A resident with COPD, dementia, anxiety, and other diagnoses was observed smoking a lighted cigarette in the designated courtyard without staff present, despite a care plan and smoking assessment requiring supervision. The resident said staff had just gone back inside and later said staff usually supervised smoking. Staff reported that cigarettes and lighters were kept locked in the med room and that they were late taking smokers out that afternoon, while the administrator and DON said all resident smoking required supervision.
A resident with severe cognitive impairment and Wernicke’s encephalopathy, who was fully ambulatory and known to wander and seek exits, repeatedly entered other residents’ rooms, attempted to leave through exit doors, and eloped from an enclosed courtyard through a gate whose alarm had been turned off and was not monitored by staff. Despite a provider order and care plan for a Wander-Guard and elopement precautions, the device was removed and not replaced, and care plan interventions were not implemented or documented. The same resident was later found performing oral sex on another resident and, on a separate occasion, partially undressed on a female resident’s bed, despite lacking capacity to consent; required 1:1 supervision was care planned but not communicated to or followed by staff.

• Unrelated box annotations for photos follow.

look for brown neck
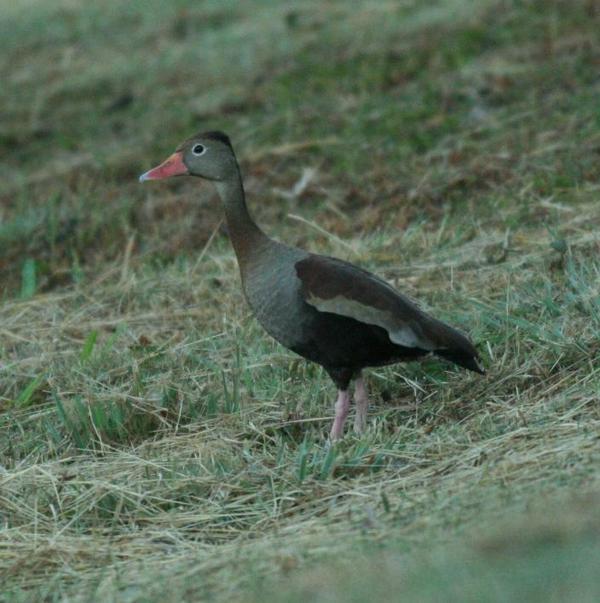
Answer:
[215,172,269,267]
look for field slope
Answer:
[0,0,600,603]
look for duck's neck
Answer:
[215,172,270,268]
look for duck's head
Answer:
[140,132,238,182]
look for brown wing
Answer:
[296,255,477,357]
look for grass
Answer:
[0,0,600,602]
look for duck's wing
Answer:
[295,254,478,370]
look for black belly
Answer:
[290,305,427,387]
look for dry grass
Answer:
[0,1,600,601]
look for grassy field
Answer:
[0,0,600,603]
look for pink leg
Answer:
[354,376,369,433]
[330,389,350,440]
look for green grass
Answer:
[0,0,600,602]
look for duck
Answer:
[140,131,484,441]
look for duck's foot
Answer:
[354,376,369,433]
[329,389,350,441]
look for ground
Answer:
[0,0,600,603]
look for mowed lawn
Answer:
[0,0,600,603]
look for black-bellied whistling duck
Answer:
[140,132,483,440]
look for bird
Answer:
[140,131,484,442]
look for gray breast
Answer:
[242,244,308,347]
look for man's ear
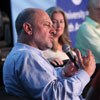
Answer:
[23,22,32,35]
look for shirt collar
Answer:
[86,17,100,28]
[15,43,43,55]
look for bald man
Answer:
[3,8,95,100]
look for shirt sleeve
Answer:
[42,70,90,100]
[17,52,90,100]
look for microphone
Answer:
[62,44,79,69]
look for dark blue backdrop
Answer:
[57,0,88,46]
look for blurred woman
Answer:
[43,7,75,66]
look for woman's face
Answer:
[52,12,65,38]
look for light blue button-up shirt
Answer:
[75,17,100,63]
[3,43,90,100]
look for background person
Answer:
[43,7,75,66]
[3,8,95,100]
[86,70,100,100]
[75,0,100,63]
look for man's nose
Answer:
[50,28,56,35]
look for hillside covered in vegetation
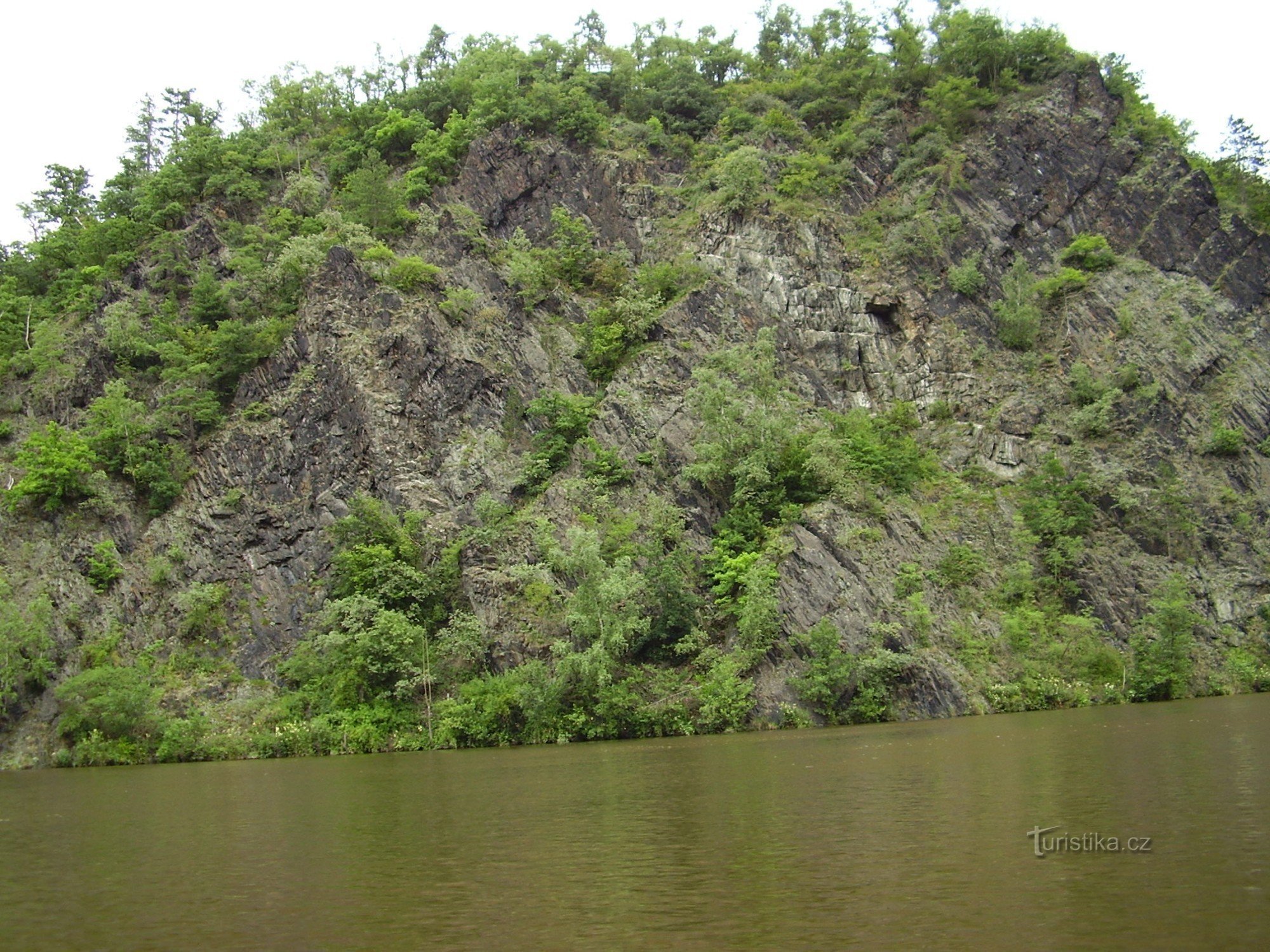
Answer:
[0,3,1270,765]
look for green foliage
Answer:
[437,660,563,748]
[0,578,56,721]
[1058,231,1116,272]
[521,391,596,490]
[940,542,988,594]
[790,618,856,724]
[1019,454,1096,586]
[0,3,1270,763]
[437,284,480,324]
[385,255,441,293]
[992,258,1041,350]
[578,288,660,381]
[173,581,230,641]
[1130,575,1203,701]
[949,255,988,297]
[339,151,414,237]
[1033,268,1090,301]
[5,420,99,512]
[710,146,767,215]
[697,651,754,734]
[85,539,123,592]
[922,76,997,136]
[278,594,427,711]
[55,665,161,763]
[1072,387,1124,437]
[1204,426,1247,456]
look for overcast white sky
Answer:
[0,0,1270,242]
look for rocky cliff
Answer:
[3,48,1270,762]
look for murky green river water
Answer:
[0,696,1270,949]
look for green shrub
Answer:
[790,618,856,724]
[521,391,596,489]
[949,255,988,297]
[437,284,480,324]
[0,578,56,721]
[710,146,767,215]
[1130,575,1203,701]
[1204,426,1247,456]
[55,666,161,757]
[385,255,442,293]
[5,420,98,512]
[88,539,123,592]
[992,258,1041,350]
[697,651,754,734]
[174,583,230,640]
[935,542,988,589]
[1072,387,1124,437]
[1058,232,1116,272]
[1033,268,1090,301]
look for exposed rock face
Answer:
[2,70,1270,762]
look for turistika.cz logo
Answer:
[1027,826,1151,859]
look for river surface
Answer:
[0,696,1270,949]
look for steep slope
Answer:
[0,22,1270,763]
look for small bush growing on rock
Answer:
[88,539,123,592]
[1034,268,1090,301]
[386,255,441,292]
[5,421,98,512]
[1204,426,1247,456]
[710,146,767,215]
[992,258,1041,350]
[949,256,988,297]
[437,286,480,324]
[1058,232,1116,272]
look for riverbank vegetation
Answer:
[0,3,1270,764]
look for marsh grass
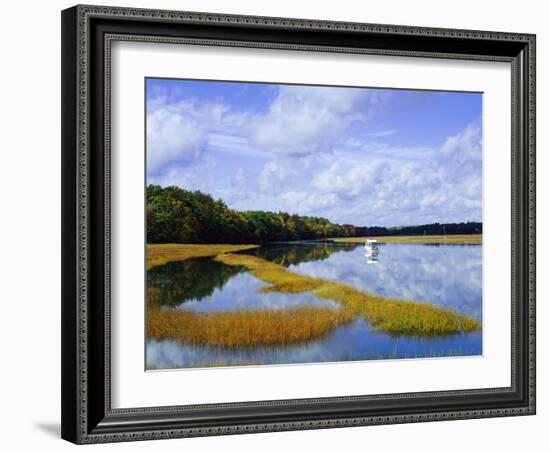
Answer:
[216,254,481,336]
[147,306,353,349]
[331,234,483,244]
[313,281,481,336]
[146,244,257,270]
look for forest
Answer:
[146,185,482,244]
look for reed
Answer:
[331,234,483,244]
[216,254,481,336]
[147,306,353,349]
[146,244,257,270]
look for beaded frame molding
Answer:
[61,5,535,444]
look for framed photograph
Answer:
[62,6,535,444]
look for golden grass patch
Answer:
[147,306,353,348]
[216,254,481,335]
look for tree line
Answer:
[147,185,481,244]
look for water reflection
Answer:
[147,319,481,369]
[290,244,482,320]
[146,242,482,368]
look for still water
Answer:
[146,242,482,369]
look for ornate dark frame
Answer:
[62,6,535,444]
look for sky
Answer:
[146,78,482,226]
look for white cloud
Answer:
[147,97,227,174]
[249,86,376,155]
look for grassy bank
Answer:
[147,306,353,348]
[147,244,257,270]
[216,253,481,336]
[331,234,482,244]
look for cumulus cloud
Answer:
[147,79,482,226]
[147,98,227,174]
[270,123,482,225]
[249,86,376,155]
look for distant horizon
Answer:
[146,78,482,228]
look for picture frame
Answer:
[61,5,536,444]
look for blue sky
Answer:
[146,79,482,226]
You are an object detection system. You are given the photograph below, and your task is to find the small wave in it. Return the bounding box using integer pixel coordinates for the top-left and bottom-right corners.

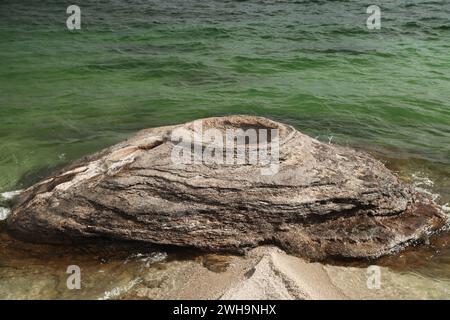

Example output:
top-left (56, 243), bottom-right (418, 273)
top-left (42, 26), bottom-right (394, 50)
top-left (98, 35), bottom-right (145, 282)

top-left (411, 172), bottom-right (441, 202)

Incidents of elopement and sexual contact were not accurately assessed or reported to the state agency, and documentation of elopement risk and abuse investigations was incomplete, leading surveyors to cite Immediate Jeopardy for accidents, hazards, abuse, and neglect.
A resident with diabetes, orthostatic hypotension, impaired mobility, and severely impaired cognition (BIMS 5/15) fell from bed to floor while a CNA was providing incontinence care. The resident had a history of intolerance to sitting up, low BP episodes, and resistance to sitting at the edge of the bed, but resistance to care was not included in the care plan. During the incident, the resident resisted care, tried to get out of bed, and slid to the floor, requiring two staff to return her to bed. The DON later stated the CNA should have stopped care when resistance occurred, reminded the resident she needed assistance to get out of bed, ensured safety, and then reapproached, indicating that adequate supervision and assistance were not provided to prevent the fall.
A resident with a history of falls and multiple fall risk factors had a care plan calling for bilateral floor mats, but staff observed only one mat in place while the resident was in bed and the other mat rolled up against the wall. An LPN stated that bilateral mats should be on the floor on each side of the bed when the resident is in bed.